The Greek capital remained in a state of emergency last night after it became apparent that Tuesday's earthquake has had a devastating effect on the city which will host the 2004 Olympic Games.
With the death toll at 62 - and climbing by the hour - officials said about 10,000 people had been made homeless by the powerful quake. Over 80 per cent of residences in impoverished working-class areas of Athens have been reduced to ruins by the quake which had a magnitude of 5.9 on the Richter scale.
"Its effects are shocking . . . far worse than anyone had thought," the Greek Interior Minister, Mr Giorgos Florides, said. To stave off further disaster, the government was reported to be considering relocating the Olympic village, where some 15,000 competitors were expected to be housed, because the site stood on the slopes of the mountain where the quake had its epicentre, 18 km north of Athens.
It is still not known how many people are trapped beneath the debris of demolished buildings.
Standing knee-deep in rubble yesterday, a Turkish cardiologist, Dr Birol Say, surveyed the wreckage of the Greek factory where as many as 70 people are believed to have been buried. His team of rescuers had been the first to fly in from abroad and are trying desperately to find life amid the collapsed concrete slabs.
"We think three people are alive over there," he said as aftershocks continued to jolt Athens.
"And over there we haven't heard anything yet but we are still digging. Around 20 people were working in the accountancy office in that part of the building when the earthquake happened."
It was a terrible sight. The five-storey factory had come down so far it had been flattened. The only thing left standing was its lift shaft overlooking the valley below.
Greek rescuers had pulled six dead men and women from the site. But the Turkish team, only days after sifting through the rubble of Turkey's own devastating quake, had found the first signs of life. After nearly 24 hours beneath the debris the voices of two women and a man had been detected with a listening device.
"A man can survive under such ruins for up to 50 days," said Dr Say, "if the conditions are good. If there is a triangle of life and he is not wounded." For people like Mr Agapitos Agapitou, this was the best news he had heard since the quake. All night he had stood at the side of the factory, waiting for news of his daughter, Katerina, and grandchild, Sophia.
"Sophia had gone to the factory to keep her mother company. They were very close," sobbed Mr Agapitou. "Maybe they are the two women still alive. Maybe I will see them soon."
Mr Agapitou was not the only Greek yesterday to be living in hope - or fear. All around the immigrant and working-class areas of Athens, where shoddy construction work brought down buildings like houses of cards, people were praying that loved ones would emerge from fallen factories and multi-storey apartment blocks. All the way to Metamorphosi, the suburb where Mr Agapitou's daughter had worked, there was wreckage and people camping out in parks and public squares, too scared to return to their homes.
With seismologists not ruling out a second big quake in the next 48 hours, much of Athens appeared to have shut down, with panic-stricken people evacuating buildings, including hospitals.

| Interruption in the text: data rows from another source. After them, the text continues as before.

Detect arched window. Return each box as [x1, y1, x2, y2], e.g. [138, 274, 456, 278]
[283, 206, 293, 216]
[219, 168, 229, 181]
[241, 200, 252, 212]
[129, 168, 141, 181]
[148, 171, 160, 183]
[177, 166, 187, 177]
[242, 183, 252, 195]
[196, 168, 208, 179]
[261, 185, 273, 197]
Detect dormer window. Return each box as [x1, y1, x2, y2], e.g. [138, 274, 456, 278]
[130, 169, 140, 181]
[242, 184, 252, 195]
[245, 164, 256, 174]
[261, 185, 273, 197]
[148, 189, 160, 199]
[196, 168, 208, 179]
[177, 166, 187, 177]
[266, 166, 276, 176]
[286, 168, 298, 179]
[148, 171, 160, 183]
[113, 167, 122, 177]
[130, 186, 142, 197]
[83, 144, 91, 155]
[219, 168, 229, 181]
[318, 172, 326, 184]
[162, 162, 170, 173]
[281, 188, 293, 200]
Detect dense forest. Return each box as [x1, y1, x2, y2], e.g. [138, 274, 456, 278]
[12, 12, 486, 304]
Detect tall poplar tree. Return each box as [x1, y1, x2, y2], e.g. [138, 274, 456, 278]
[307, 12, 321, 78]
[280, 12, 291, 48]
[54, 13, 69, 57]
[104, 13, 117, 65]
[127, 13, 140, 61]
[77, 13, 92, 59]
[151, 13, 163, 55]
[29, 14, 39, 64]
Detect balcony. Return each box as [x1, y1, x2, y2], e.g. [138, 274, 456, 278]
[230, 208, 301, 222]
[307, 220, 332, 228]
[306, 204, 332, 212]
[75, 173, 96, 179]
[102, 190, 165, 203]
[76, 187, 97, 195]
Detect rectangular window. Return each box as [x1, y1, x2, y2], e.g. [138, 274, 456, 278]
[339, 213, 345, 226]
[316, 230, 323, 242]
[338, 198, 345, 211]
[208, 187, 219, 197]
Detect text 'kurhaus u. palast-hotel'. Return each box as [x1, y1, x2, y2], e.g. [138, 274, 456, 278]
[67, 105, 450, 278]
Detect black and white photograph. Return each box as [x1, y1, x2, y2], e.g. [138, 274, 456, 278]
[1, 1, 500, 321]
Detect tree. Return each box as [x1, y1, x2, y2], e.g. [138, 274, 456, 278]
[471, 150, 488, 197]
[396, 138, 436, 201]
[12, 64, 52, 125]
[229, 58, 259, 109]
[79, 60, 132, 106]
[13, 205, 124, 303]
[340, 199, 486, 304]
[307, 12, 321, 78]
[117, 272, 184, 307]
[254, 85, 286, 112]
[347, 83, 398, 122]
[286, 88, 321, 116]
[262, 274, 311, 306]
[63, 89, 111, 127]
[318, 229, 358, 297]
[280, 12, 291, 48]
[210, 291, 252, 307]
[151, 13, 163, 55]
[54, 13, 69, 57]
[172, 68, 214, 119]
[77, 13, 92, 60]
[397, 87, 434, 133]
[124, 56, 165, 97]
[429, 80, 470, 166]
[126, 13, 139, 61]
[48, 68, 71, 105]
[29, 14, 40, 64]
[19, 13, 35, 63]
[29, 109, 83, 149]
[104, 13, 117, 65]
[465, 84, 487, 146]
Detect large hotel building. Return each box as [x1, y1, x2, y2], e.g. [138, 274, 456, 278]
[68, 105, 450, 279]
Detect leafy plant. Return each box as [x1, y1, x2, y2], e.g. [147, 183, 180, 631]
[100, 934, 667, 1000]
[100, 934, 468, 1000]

Last night, as the government announced a package of relief measures for victims amounting to $600 each, officials said the capital would remain in a state of emergency for at least several days. Schools and other public buildings, including the Athens Stock Exchange, have been shut. Over 700 technical engineers were yesterday inspecting the buildings to see if they were fit to enter.
"Eighty per cent of houses and buildings in the north-western part of Athens have suffered structural damage," said Mr Florides.

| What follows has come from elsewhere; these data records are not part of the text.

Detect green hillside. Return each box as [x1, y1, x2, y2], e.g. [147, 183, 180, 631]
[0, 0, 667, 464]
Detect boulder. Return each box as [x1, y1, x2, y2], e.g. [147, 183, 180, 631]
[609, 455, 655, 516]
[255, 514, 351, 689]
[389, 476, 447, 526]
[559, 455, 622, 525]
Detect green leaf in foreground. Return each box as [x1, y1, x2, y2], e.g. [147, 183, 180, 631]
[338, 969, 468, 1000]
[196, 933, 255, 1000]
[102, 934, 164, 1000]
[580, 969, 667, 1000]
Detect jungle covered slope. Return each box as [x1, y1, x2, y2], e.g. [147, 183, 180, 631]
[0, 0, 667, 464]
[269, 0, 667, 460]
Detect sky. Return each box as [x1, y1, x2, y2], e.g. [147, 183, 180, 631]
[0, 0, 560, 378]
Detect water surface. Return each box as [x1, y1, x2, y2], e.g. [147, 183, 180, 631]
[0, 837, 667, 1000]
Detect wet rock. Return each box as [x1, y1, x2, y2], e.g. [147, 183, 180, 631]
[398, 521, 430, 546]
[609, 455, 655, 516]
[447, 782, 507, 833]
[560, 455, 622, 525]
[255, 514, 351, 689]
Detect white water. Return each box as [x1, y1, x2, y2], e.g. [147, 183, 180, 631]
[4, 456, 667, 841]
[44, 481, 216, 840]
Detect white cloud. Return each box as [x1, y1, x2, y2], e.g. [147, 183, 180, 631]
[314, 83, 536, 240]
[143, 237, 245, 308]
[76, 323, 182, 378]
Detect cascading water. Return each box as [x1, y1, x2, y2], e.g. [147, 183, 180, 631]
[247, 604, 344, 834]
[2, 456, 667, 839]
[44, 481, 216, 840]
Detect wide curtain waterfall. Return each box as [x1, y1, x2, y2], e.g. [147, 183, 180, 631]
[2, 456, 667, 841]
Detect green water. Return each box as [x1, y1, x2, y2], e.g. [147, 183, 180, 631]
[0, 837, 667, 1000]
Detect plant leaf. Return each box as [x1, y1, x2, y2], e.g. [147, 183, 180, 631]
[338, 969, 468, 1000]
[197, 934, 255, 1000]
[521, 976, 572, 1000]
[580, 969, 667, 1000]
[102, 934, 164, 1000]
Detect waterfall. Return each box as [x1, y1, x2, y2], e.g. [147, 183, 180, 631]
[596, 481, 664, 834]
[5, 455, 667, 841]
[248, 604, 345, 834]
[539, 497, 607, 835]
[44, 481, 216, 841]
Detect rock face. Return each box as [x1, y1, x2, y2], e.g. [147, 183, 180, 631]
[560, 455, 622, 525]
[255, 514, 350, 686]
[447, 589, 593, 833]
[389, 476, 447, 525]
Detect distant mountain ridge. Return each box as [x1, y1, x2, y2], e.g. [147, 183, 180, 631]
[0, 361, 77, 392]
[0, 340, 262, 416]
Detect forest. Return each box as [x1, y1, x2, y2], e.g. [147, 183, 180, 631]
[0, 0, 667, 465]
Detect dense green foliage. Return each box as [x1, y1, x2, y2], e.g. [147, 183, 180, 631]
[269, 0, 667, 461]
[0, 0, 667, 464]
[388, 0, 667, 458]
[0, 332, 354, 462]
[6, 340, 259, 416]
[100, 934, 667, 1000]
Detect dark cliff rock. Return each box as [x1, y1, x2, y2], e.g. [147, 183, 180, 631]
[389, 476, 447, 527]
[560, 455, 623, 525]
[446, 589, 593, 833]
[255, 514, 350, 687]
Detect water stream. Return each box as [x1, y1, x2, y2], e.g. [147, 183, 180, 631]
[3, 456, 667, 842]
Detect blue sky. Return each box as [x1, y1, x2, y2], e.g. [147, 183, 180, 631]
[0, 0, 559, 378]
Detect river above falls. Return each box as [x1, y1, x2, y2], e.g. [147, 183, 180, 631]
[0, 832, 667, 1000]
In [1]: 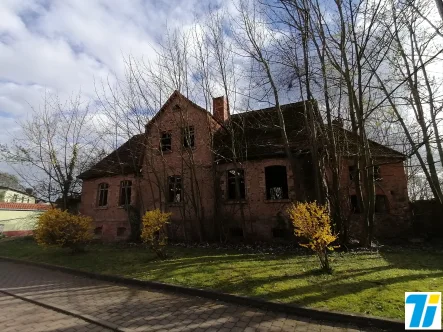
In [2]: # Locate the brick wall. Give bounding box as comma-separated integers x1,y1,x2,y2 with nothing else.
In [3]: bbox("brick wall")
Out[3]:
81,95,410,240
340,159,412,238
80,175,138,241
142,94,219,240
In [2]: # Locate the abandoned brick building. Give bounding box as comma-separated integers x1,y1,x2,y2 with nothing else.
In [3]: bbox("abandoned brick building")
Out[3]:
79,91,408,240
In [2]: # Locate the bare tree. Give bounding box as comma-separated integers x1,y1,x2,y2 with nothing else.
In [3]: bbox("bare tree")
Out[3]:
0,96,102,209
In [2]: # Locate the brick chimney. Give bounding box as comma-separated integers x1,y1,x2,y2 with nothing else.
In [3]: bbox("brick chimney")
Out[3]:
212,96,229,123
332,117,344,128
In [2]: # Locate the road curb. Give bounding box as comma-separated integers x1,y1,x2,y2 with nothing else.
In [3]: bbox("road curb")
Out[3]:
0,256,405,331
0,289,129,332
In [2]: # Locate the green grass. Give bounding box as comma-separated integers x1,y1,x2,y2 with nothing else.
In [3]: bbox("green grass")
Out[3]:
0,239,443,319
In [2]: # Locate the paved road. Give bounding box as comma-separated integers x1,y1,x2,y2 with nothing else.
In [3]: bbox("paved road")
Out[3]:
0,261,378,332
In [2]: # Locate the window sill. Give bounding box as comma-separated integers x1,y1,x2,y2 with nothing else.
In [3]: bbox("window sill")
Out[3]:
224,199,248,204
264,198,291,203
157,150,172,156
167,202,183,206
117,204,131,209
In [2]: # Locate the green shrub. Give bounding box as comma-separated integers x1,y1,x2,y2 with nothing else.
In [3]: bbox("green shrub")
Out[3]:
288,202,337,273
34,209,92,252
141,209,171,259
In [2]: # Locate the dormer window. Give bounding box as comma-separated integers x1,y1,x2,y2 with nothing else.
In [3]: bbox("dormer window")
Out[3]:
160,131,172,152
182,126,195,148
119,180,132,206
97,183,109,207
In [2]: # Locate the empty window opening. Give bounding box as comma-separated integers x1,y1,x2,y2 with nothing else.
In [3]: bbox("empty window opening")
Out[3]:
117,227,126,236
168,175,183,203
349,195,360,213
160,131,172,152
348,166,359,181
229,227,243,237
272,228,287,239
265,166,289,200
374,166,383,181
98,183,109,206
227,169,246,199
182,126,195,148
119,180,132,206
94,226,103,235
375,195,388,213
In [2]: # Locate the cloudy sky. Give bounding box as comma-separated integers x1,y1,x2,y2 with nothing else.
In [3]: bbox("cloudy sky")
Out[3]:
0,0,222,171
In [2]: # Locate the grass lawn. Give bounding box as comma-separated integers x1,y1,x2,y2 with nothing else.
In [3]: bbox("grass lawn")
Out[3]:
0,238,443,319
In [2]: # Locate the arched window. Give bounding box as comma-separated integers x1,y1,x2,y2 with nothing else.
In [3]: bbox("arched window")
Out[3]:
97,183,109,206
227,169,246,200
119,180,132,206
265,166,289,200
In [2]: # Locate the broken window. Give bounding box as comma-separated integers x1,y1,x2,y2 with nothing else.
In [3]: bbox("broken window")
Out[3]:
117,227,126,236
119,180,132,206
375,195,388,213
182,126,195,148
168,175,182,203
265,166,289,200
94,226,103,236
348,166,359,181
229,227,243,237
374,166,382,181
228,169,246,199
349,166,382,181
160,131,172,152
349,195,360,213
98,183,109,206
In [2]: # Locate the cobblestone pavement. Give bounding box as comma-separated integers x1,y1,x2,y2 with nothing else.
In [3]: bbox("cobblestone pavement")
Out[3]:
0,261,382,332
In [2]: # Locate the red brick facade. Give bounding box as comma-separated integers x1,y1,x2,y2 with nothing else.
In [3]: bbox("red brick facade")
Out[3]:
81,92,409,241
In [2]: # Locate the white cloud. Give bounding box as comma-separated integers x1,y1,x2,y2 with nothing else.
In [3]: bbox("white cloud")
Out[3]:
0,0,222,174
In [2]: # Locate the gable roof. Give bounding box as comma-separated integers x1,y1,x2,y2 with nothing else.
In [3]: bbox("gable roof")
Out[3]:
145,90,222,130
78,134,145,180
0,173,29,196
0,202,51,211
214,101,405,162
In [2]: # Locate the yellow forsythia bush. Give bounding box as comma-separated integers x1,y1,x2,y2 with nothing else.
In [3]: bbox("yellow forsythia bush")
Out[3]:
288,202,337,272
141,209,171,259
34,209,92,251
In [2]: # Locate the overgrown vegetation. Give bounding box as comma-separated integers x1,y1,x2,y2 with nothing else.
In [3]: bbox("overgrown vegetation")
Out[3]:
141,209,171,259
34,209,92,252
0,235,443,319
288,202,337,273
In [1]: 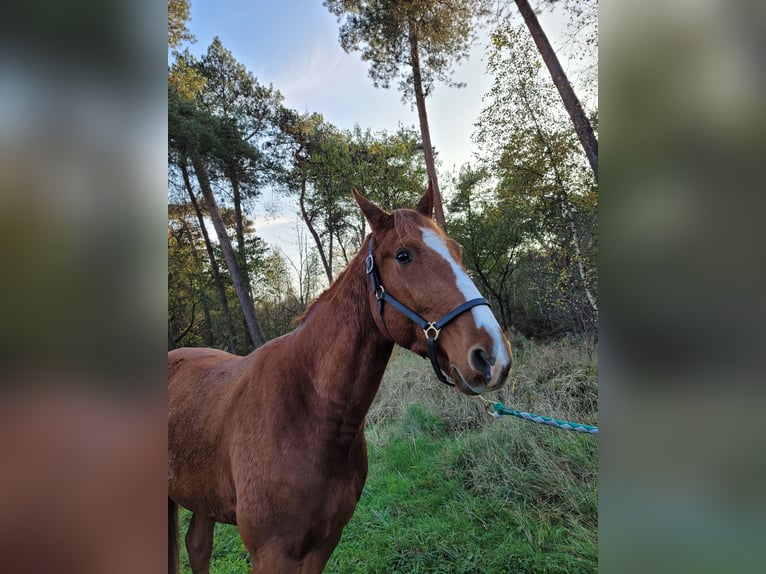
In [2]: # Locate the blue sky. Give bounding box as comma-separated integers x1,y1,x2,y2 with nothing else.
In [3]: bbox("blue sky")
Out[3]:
182,0,568,257
189,0,498,171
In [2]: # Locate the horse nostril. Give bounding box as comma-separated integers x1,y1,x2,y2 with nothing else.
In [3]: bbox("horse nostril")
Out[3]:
468,347,495,381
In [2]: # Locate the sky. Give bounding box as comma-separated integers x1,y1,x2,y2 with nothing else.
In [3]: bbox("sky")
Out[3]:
182,0,560,264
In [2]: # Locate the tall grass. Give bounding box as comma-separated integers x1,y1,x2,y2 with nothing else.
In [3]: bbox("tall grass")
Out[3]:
178,340,598,574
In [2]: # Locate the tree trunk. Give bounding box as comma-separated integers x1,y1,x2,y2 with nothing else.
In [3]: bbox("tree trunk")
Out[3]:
409,24,447,232
181,214,215,347
515,0,598,181
300,178,332,285
180,160,237,353
191,154,266,348
229,171,257,352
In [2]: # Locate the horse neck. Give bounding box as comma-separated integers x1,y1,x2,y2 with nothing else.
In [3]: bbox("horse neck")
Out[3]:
292,249,394,424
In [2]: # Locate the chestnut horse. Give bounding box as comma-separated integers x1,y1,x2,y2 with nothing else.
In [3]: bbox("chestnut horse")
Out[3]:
168,187,511,574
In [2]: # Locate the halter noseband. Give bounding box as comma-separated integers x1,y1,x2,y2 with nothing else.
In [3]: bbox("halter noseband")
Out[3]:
365,236,489,387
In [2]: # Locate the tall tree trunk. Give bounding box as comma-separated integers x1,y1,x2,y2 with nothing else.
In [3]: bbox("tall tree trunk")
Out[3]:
180,160,237,353
300,178,332,285
181,218,215,347
515,0,598,181
191,154,266,348
229,171,256,352
409,23,447,231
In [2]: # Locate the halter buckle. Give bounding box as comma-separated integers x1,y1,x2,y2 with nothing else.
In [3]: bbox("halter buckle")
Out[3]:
423,323,441,341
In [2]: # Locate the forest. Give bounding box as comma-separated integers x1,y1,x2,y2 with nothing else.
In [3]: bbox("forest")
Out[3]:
168,0,598,362
168,0,598,573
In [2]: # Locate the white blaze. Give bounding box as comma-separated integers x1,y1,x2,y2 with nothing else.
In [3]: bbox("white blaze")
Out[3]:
420,227,510,364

As in the case of Turkey, officials pledged that punitive measures would be taken against "cowboy" contractors.
Jas Kaminski adds:
The Irish authorities are advising tourists travelling to Greece that there is "no specific danger" arising from the earthquake and to proceed with holiday arrangements as planned.
There are between 800 and 1,200 Irish holiday-makers in Greece at the moment, according to Mr Brendan Ward, chief executive of the Irish Travel Agents' Association, and there have been no reports of injuries or fatalities.
The Department of Foreign Affairs has been in contact with the Irish Embassy officials in Athens who said they were fairly sure no Irish citizens had been affected by the earthquake.